Это произошло в соответствии с дарендорфскими общественными теориями88, в которых Кекконен хорошо разбирался. Теперь, когда коммунисты ассимилировались в обществе, когда они несли ответственность вплоть до правительства, их уже нельзя было использовать для олицетвотрения зла. Они больше не были «рюсся», а русских уже нельзя было дъяволи-зировать, а буржуазия, выступая в качестве партнера, больше не могла олицетворять для коммунистов то абсолютное зло, уничтожение которого означало бы конец всего зла в мире.
Это был тот путь спокойного мелкобуржуазного развития, который все время представляла таннеровская социал-демократия. Марта
Салмела-Ярвинен89 не зря назвала свою вышедшую в 1960-х гг. книгу своих воспоминаний «Мы все не безгрешны». Для того времени это было довольно смело и хлестко.
Ристо Алапуро отметил, что как в 1930-х, так и в 1970-х гг. общественное развитие и студенческое движение шли в противоположных направлениях.
В 1920-х гг. студенческая молодежь стремилась к (или во всяком случае, проповедовала стремление) к интеграции рабочего класса с обществом. Когда же в 1930-х гг. это осуществилось, то та же самая студенческая молодежь выступила против.
В 1960-х гг. студенты поддержали интеграцию коммунистов в общество, но когда их большая часть стала интегрироваться в общество, то тайстовцы яростно выступили против этого.
Студенческая молодежь была заинтересована не в том, чтобы сделать общество лучше, а в том, чтобы сделать его совершенным. Мнимое «лучшее» всегда является врагом реального хорошего.

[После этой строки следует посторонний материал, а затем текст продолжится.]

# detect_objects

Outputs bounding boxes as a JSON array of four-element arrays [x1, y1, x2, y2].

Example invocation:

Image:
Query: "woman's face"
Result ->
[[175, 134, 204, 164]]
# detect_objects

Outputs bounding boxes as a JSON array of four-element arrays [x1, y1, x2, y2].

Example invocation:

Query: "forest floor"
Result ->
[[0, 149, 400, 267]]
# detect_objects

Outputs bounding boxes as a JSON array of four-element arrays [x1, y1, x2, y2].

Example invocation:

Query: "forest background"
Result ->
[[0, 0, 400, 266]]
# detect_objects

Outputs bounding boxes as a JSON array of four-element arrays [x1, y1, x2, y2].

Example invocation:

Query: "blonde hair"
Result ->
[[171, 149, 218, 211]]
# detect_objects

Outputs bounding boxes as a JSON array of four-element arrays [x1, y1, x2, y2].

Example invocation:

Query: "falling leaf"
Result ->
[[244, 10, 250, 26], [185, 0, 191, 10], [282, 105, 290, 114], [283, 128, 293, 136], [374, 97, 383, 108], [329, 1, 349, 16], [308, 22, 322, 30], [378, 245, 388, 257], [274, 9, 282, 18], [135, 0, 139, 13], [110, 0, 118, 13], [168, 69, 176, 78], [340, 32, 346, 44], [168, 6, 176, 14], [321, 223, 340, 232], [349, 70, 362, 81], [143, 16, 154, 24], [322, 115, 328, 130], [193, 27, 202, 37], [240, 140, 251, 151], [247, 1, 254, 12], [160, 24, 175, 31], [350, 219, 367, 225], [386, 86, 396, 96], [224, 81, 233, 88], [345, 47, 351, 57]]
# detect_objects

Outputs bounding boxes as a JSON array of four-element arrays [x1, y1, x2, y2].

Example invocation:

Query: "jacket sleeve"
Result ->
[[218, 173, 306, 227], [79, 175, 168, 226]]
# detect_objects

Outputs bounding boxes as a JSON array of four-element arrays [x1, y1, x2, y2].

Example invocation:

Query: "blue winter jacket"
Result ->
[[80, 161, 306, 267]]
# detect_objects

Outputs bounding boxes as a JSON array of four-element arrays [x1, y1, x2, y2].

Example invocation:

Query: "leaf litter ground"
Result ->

По подобной схеме развивался молодежный радикализм на Западе, но Финляндия шла своим путем. Как отметил Ристо Алапуро, во Франции и в Италии, как и в Финляндии, была сильная коммунистическая партия. В этих странах была своя студенческая революция. В Финляндии коммунисты и студенты нашли друг друга, а во Франции нет. Разница, как считает Алапуро, заключается в том, что в Финляндии 1960-е гг. были для многих анализом травмы 1918 г. Мы можем согласиться с этим и добавить, что упомянутая травма и своеобразное отношение Финляндии к России влияли на историю Финляндии с начала независимости и придавали ей свои специфические черты.
Однако далеко не все были готовы объявить о своей неполноценности и довольствоваться такой ролью. Для сталинизма, а вслед за ним и для тайстовства признания Марты Салмела-Ярвинен в том, что все «не без греха», было как красная тряпка, как пощечина самым святым истинам марксизма-ленинизма.
88
Ссылка на теорию немецко-английского социолога Ральфа Дарендорфа об урегулировании общественных противоречий.